Mr. Charles, you will be a great governor. I will pray that God wills that to be so.
Simply stated and love the reference to salt separate = poison. I can only hope and pray that “salt” rules the ballot boxes in 2026.
Always enjoy dreading Robert Charles’ articles. So true not just of those states, but at the Federal level and any democrat run state or city.
Robert Charles is one of the most clear-eyed, well-spoken, constitution-loving patriots alive in our time. Talk about SALT!!! I don’t live in Maine but I am ABSOLUTELY going to figure out a way to support him in his gubernatorial run there!
RBC, how true of what you have stated in your article today. BRAVO ZULU.
The value of salt was used by Jesus is Matthew 5:13 to refer to the value and purpose of His followers in that if we lose our savor, we’ve lost our influence and effectiveness.

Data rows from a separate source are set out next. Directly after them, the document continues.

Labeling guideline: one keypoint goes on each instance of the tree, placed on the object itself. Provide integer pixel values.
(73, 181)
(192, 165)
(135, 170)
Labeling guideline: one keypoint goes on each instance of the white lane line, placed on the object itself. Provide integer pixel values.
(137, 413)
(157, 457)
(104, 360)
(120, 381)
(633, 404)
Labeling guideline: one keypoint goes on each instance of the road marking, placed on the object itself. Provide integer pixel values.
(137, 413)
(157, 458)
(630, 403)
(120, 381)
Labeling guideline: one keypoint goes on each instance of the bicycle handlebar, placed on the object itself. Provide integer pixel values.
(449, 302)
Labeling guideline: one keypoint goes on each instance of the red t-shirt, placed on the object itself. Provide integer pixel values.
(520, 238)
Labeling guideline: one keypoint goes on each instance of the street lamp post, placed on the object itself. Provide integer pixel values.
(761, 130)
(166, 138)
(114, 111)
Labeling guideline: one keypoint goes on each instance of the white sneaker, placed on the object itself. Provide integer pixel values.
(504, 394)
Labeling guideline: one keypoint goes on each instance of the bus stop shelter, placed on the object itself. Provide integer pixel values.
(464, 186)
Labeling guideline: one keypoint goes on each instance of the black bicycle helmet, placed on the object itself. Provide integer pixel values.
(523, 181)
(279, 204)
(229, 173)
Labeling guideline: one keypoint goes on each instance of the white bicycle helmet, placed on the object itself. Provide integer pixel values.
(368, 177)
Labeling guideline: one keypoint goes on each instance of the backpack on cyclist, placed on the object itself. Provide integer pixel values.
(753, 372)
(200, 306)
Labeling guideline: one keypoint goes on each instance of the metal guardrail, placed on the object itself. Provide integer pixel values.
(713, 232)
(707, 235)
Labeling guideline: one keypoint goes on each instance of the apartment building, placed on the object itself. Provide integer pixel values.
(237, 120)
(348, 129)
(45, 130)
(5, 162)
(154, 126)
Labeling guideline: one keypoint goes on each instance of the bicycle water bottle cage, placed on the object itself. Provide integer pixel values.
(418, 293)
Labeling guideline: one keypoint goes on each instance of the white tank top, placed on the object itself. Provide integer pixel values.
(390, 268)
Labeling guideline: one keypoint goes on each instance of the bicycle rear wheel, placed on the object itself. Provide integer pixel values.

It would encourage straight thinking and straight talk if more people were to take an interest in becoming craftsmen – it . would lessen the number of people who lack the qualities needed to be “”worth their salt” . One example would be the situation involving the S.S.United States. If. I were asked a few years ago if I thought that “”double talk” could sink a ship I do believe I would have thought that a question like that would have been just a bit of nonsense. After following news about the once great ship the S.S. United States ‘ for a couple of years now it appears that Double Talk and the twisted as a corkscrew way of thinking connected with that ship decades ago contributed to the present situation whereby there are large numbers of people. who think that turning the ship the S.S.United States into a reef will be some useful , indeed something great. I believe that it would be better to use that ship as a training school and and most of the training would be about how ships should not be allowed to deteriorate , how maintaining a ship is an intelligent way to think considering what all went into the design and construction of the vessel . Determining the hull plating condition is the main consideration in making a decision about whether to have a restoration of a ship or have it scrapped. If hull plating tests indicate that the hull plating has become too thin in too many places then in the interest of safety and common sense it should be scrapped. There is much written about the S.S.United States and I find there is about a ton of Double Talk for every pound of Honest and Intelligent opinion .That is not a complaint ,it is an observation. The whole matter is suspicious ,going back decades when the “”United States ” was first considered retired from service. This matter could be a great first step for people interested in becoming skilled Craftsmen because there is Honor and truth in being in Craftsmanship . There is no place for Double Talk in Craftsmanship.
Being worth your salt is a good idea . Noble thoughts will always precede noble actions. That is what this Nation needs.
Not sure where anyone older could grow up in the US, and not hear this saying. I grew up in central NYS where it’s mostly Democrat, still live there though I’m Conservative, and heard this saying. I’m 73, and most parents of my generation told us to be worth our salt. All of us can remember doing our best at our first real jobs to be worth our salt. Now our bodies have up to 2% salt, and rely on salt to facilitate some internal functions. With no salt at all we might die.
Guess I am guilty of being saltless since retiring.
Such true statements.
I loved this learning parallel, I grew up hearing those words! I was taught to be worth my weight in salt by working and helping others who were unable to work, not able bodied individuals who live their lives on the sweat of others, Great lesson!
Hmm. I am 68 years old and have never heard this saying.